Details: Rowan County to switch to appointment-based vaccine distribution

Health Department director hopes residents will be patient

Rowan County requiring appointments for COVID-19 vaccine

ROWAN COUNTY, N.C. (WBTV) - Rowan County is switching to an appointment model for distribution of the COVID-19 vaccine, according to a letter from Director Nina Oliver that was released on Monday.

“As your Health Director, I feel a need to share honestly and frankly with you on the status of COVID-19 vaccine in our county,” Oliver wrote.

“Rowan County established a goal which was to create an efficient and effective system that help all those who needed a vaccine get one as quickly as possible. I realized early on that I was not going to get allocations that large. We have more than 25,400 individuals eligible in Groups One and Two, which does not include the significant number of patient-facing health care providers, dentists, dental hygienists, and assistants, and all who qualify under the expanded Group 1 definition. If 75% of those eligible wanted the vaccination, it will take me almost 24 weeks – nearly half a year – to get just these two Groups through this process. Considering this, we have continued to appeal for everyone to be patient. As a community, we still have a long way to go to get where we want to be.”

Oliver noted that the county has received a smaller than anticipated number of doses of the vaccine for this week.

“On Thursday at 9:11 PM we received our notice of allocation for the week of January 25th. Rowan County Public Health was allocated 300 doses, less than a third of what we fought to receive last week,” Oliver said. “I hope you see the difficult situation the Health Department is in trying to get the vaccine to you.

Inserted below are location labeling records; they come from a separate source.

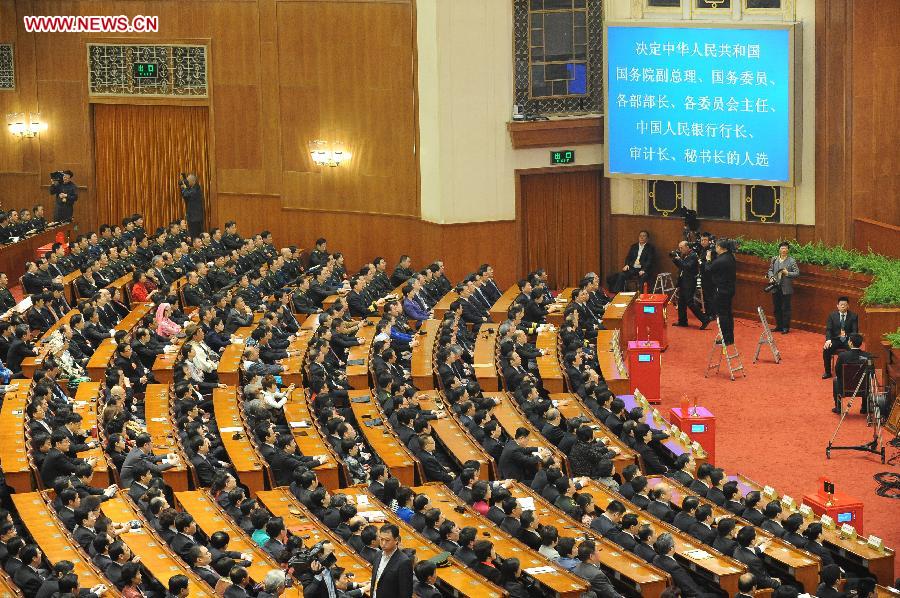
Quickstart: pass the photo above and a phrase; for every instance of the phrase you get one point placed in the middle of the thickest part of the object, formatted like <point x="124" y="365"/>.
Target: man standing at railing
<point x="192" y="194"/>
<point x="65" y="192"/>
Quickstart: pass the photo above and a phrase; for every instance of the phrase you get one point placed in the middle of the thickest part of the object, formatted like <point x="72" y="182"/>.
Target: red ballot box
<point x="644" y="368"/>
<point x="700" y="425"/>
<point x="43" y="250"/>
<point x="843" y="508"/>
<point x="650" y="319"/>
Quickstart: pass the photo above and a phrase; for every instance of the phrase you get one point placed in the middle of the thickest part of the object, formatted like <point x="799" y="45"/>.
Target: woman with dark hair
<point x="130" y="580"/>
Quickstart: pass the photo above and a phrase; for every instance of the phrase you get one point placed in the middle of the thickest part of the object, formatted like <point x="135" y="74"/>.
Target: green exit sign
<point x="146" y="70"/>
<point x="562" y="157"/>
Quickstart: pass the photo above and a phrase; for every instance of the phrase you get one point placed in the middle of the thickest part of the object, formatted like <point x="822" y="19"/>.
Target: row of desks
<point x="621" y="565"/>
<point x="556" y="580"/>
<point x="856" y="552"/>
<point x="799" y="564"/>
<point x="55" y="541"/>
<point x="381" y="437"/>
<point x="159" y="418"/>
<point x="211" y="519"/>
<point x="14" y="255"/>
<point x="156" y="556"/>
<point x="456" y="579"/>
<point x="716" y="567"/>
<point x="241" y="451"/>
<point x="13" y="444"/>
<point x="310" y="440"/>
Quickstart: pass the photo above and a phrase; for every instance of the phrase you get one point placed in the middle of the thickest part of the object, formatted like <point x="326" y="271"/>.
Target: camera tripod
<point x="868" y="378"/>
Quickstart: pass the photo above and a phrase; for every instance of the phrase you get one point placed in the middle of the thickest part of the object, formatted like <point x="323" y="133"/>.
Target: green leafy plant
<point x="893" y="338"/>
<point x="885" y="286"/>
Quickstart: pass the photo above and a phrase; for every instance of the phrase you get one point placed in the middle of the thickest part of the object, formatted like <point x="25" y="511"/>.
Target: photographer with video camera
<point x="312" y="568"/>
<point x="707" y="241"/>
<point x="192" y="194"/>
<point x="782" y="270"/>
<point x="688" y="267"/>
<point x="722" y="269"/>
<point x="65" y="192"/>
<point x="854" y="355"/>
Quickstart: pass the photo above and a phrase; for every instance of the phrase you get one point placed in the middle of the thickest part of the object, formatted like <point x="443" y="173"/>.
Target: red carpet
<point x="773" y="425"/>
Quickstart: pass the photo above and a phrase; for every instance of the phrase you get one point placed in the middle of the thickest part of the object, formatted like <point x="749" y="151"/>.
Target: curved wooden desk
<point x="299" y="521"/>
<point x="210" y="519"/>
<point x="155" y="554"/>
<point x="159" y="417"/>
<point x="241" y="452"/>
<point x="799" y="564"/>
<point x="55" y="541"/>
<point x="621" y="565"/>
<point x="718" y="568"/>
<point x="857" y="553"/>
<point x="309" y="438"/>
<point x="455" y="439"/>
<point x="558" y="582"/>
<point x="485" y="358"/>
<point x="422" y="362"/>
<point x="455" y="579"/>
<point x="13" y="445"/>
<point x="382" y="439"/>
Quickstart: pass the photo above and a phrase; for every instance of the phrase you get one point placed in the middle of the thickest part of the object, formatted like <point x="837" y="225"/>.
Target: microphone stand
<point x="868" y="375"/>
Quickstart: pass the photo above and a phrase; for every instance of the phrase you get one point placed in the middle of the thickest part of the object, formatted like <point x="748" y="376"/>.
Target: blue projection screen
<point x="700" y="102"/>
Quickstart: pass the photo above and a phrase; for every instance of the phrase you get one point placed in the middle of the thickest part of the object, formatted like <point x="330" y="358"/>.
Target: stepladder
<point x="732" y="359"/>
<point x="765" y="338"/>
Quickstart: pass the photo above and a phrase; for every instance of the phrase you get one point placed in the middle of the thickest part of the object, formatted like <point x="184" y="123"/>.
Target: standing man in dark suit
<point x="688" y="268"/>
<point x="65" y="192"/>
<point x="518" y="462"/>
<point x="783" y="270"/>
<point x="852" y="356"/>
<point x="723" y="270"/>
<point x="838" y="328"/>
<point x="638" y="264"/>
<point x="194" y="211"/>
<point x="392" y="574"/>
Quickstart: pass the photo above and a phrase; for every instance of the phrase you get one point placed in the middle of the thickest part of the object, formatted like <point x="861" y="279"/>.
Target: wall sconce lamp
<point x="24" y="125"/>
<point x="326" y="153"/>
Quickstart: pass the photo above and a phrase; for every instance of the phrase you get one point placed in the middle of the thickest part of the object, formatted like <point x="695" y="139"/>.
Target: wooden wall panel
<point x="857" y="132"/>
<point x="879" y="237"/>
<point x="347" y="72"/>
<point x="665" y="234"/>
<point x="875" y="126"/>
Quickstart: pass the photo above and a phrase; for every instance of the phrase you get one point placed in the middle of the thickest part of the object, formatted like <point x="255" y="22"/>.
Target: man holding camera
<point x="688" y="266"/>
<point x="722" y="269"/>
<point x="192" y="194"/>
<point x="782" y="270"/>
<point x="65" y="192"/>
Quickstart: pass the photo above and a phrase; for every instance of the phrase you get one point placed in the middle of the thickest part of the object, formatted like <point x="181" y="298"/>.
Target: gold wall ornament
<point x="776" y="196"/>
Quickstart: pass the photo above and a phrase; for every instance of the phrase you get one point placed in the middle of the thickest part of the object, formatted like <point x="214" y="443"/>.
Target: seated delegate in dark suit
<point x="395" y="578"/>
<point x="840" y="325"/>
<point x="638" y="264"/>
<point x="852" y="356"/>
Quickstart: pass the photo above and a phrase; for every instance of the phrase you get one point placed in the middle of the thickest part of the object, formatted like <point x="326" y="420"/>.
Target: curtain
<point x="562" y="224"/>
<point x="139" y="152"/>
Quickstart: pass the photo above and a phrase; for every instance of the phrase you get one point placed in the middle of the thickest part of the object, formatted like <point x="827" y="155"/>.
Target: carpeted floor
<point x="773" y="425"/>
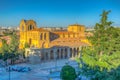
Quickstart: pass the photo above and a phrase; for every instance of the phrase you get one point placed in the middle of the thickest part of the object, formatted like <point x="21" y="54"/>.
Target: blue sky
<point x="59" y="13"/>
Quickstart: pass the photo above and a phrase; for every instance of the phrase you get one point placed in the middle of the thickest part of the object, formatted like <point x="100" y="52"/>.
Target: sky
<point x="58" y="13"/>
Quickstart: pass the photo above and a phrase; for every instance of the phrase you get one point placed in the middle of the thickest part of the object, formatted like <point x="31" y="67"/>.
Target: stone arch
<point x="42" y="57"/>
<point x="66" y="52"/>
<point x="62" y="54"/>
<point x="70" y="52"/>
<point x="58" y="54"/>
<point x="63" y="35"/>
<point x="30" y="41"/>
<point x="47" y="56"/>
<point x="74" y="52"/>
<point x="44" y="36"/>
<point x="78" y="51"/>
<point x="41" y="36"/>
<point x="22" y="28"/>
<point x="30" y="27"/>
<point x="51" y="55"/>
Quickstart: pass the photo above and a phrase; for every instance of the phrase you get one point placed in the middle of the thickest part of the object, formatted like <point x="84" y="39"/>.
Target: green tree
<point x="102" y="58"/>
<point x="68" y="73"/>
<point x="10" y="51"/>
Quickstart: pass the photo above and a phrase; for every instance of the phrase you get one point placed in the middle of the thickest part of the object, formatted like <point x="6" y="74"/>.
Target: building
<point x="51" y="44"/>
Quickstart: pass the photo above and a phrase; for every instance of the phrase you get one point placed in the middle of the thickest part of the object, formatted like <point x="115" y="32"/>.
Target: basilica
<point x="48" y="44"/>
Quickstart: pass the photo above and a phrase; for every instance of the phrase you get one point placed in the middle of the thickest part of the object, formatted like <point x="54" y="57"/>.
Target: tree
<point x="10" y="51"/>
<point x="102" y="58"/>
<point x="68" y="73"/>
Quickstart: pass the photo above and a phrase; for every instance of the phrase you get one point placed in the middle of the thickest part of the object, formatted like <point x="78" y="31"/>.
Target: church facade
<point x="51" y="44"/>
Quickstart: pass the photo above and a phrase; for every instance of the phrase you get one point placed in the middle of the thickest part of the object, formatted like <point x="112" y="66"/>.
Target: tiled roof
<point x="70" y="42"/>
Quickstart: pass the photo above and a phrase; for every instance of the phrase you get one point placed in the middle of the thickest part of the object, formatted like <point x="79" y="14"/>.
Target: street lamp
<point x="56" y="61"/>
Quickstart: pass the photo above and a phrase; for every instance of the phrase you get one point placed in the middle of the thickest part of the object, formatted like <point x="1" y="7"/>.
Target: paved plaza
<point x="43" y="71"/>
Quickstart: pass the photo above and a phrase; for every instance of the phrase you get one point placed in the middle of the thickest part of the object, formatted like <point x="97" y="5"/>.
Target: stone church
<point x="46" y="45"/>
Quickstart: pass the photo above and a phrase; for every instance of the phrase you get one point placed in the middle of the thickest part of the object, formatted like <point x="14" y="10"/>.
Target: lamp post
<point x="9" y="72"/>
<point x="56" y="61"/>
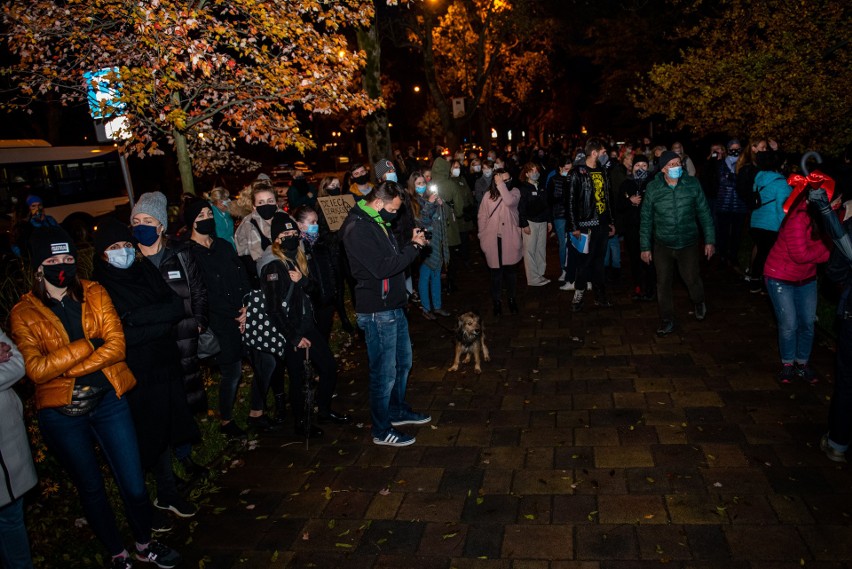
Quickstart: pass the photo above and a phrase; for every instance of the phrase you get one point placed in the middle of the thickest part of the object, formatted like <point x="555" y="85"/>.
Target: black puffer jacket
<point x="557" y="192"/>
<point x="292" y="316"/>
<point x="182" y="274"/>
<point x="227" y="283"/>
<point x="149" y="310"/>
<point x="323" y="267"/>
<point x="533" y="205"/>
<point x="584" y="209"/>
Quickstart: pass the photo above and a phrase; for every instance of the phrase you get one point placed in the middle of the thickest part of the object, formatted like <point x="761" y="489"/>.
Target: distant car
<point x="303" y="168"/>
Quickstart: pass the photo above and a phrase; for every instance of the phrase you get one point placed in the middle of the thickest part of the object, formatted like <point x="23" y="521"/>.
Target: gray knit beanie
<point x="153" y="204"/>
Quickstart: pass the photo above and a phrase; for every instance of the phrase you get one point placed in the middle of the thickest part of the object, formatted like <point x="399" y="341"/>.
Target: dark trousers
<point x="686" y="259"/>
<point x="729" y="233"/>
<point x="591" y="265"/>
<point x="840" y="411"/>
<point x="763" y="241"/>
<point x="504" y="274"/>
<point x="323" y="362"/>
<point x="264" y="365"/>
<point x="644" y="274"/>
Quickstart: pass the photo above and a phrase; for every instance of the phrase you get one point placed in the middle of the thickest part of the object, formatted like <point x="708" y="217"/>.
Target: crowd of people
<point x="117" y="360"/>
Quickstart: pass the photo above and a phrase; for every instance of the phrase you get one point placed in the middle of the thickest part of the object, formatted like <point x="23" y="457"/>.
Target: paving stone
<point x="600" y="542"/>
<point x="707" y="542"/>
<point x="437" y="507"/>
<point x="384" y="507"/>
<point x="687" y="509"/>
<point x="623" y="457"/>
<point x="348" y="505"/>
<point x="386" y="537"/>
<point x="596" y="436"/>
<point x="543" y="481"/>
<point x="483" y="540"/>
<point x="615" y="509"/>
<point x="665" y="543"/>
<point x="766" y="543"/>
<point x="443" y="540"/>
<point x="538" y="542"/>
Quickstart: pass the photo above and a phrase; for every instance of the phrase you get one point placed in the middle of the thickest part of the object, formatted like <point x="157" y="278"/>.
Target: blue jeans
<point x="14" y="544"/>
<point x="229" y="381"/>
<point x="429" y="283"/>
<point x="840" y="411"/>
<point x="561" y="239"/>
<point x="795" y="309"/>
<point x="73" y="439"/>
<point x="389" y="353"/>
<point x="613" y="253"/>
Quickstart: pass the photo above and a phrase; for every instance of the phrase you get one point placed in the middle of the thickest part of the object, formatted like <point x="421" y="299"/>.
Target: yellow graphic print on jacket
<point x="599" y="185"/>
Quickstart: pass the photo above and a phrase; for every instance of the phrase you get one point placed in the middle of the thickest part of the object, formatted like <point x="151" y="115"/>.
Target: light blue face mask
<point x="121" y="258"/>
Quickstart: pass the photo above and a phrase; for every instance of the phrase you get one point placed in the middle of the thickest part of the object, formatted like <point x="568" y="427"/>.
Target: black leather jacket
<point x="557" y="193"/>
<point x="582" y="205"/>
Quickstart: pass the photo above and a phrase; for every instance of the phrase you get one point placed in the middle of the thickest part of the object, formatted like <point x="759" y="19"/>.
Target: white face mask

We have had the utmost support of local physicians and pharmacists willing to help distribute and becoming certified to deliver the vaccine; however, every vaccine they can distribute comes from our extremely limited stockpile of now 300 doses. It is the availability of vaccine, not our process, that limits our ability to get vaccinations completed. I will continue to fight to get more doses allocated to our county.”

After weeks of distributing the vaccine on a first come, first-served basis, the county is moving to the appointment model as of Monday.

“Monday, January 25th, we will move to an appointment-based model for clinics. We will open appointment slots at 10 AM on our First Dose Clinics webpage. Moving forward, we will open appointment slots Mondays at 10 AM each week for Wednesday vaccine clinics. We would like to allow you to schedule appointments further in advance. However, we do not want to put you in a situation that occurred this week with surrounding counties where appointments were scheduled, but they did not receive vaccines causing (in some cases thousands of) appointments to be cancelled. I will continue to vigorously fight for more vaccine allotment for Rowan County. If I am notified that we will receive additional doses, I will add more appointments to the clinic that week.”

“Another option is to reach out to your primary care provider for a referral to Novant Health’s vaccination clinic effort, or by logging into your MyChart account at”

In the letter Oliver says that as of this week, per state data, 3,768 individuals have received their first dose of a COVID-19 vaccine. This is around 14% of the eligible population by age, or 2.6% of our total population.

“One last thought, if you are eligible but healthy and willing, hold off vying for the appointment slots that Rowan County will be opening on Monday until we open more, or focus your attempts if you are a Novant Health patient to seek a vaccination through their clinic,” Oliver wrote.